We once called him a visionary. He was "the man who saved the Riviera from oblivion." He planned to turn Buick from a company that made cushy "doctors' cars" into a more youthful and exciting brand in the early 1980s. He used money from the then-nascent C5 Corvette development program on a full-size sedan platform that birthed the Pontiac Bonneville, Buick LeSabre, and Oldsmobile 88 in the 1990s. Lloyd Reuss died this weekend at 86. He was the president of General Motors from 1990–1992.

Reuss saw something happening in the company back then that made him an early champion of electric vehicles. He supported the GM Impact, the famously poorly named all-electric concept car that debuted at the 1990 Los Angeles Auto Show and later became the GM EV1.

Reuss started work at GM in 1957 and became chief engineer at both Buick and Chevrolet before moving up to the role of Buick general manager in 1980. He kept moving up the ranks: becoming head of GM's passenger-car groups in North America, then the leader of GM's North American operations and worldwide automotive components. After his short stint as GM president, Reuss retired from GM in 1993.

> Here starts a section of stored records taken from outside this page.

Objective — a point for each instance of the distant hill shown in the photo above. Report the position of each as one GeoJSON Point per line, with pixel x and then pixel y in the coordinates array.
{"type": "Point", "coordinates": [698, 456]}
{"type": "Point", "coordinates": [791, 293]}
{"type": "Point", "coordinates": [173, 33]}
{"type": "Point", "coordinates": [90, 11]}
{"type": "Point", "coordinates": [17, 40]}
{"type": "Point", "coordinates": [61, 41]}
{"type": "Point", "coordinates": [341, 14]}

After leaving the auto industry, Reuss focused on charity work, including Focus: Hope in Detroit, which works to overcome racism, poverty, and injustice. He was inducted into the Automotive Hall of Fame, which notes that Reuss helped establish the Center for Advanced Technologies (CAT) at Focus: Hope in 1993 and volunteered there for over 20 years. Then and now, CAT's mission is to teach local students so they can get a college degree in manufacturing engineering tuition-free. In part because of Reuss's work there, Focus: Hope said GM had given the group over $14 million since 1986. The GM Foundation and the SAE gave the CAT a $500,000 grant. The CAT has awarded more than 300 associate and bachelor of engineering degrees.



Reuss was married to his wife, Maurcine, for 63 years before her death in 2020. They had two children, Charlene and Mark, who is the current GM president. Funeral service information has not been announced. The funeral home suggests donating to groups Reuss supported in lieu of flowers.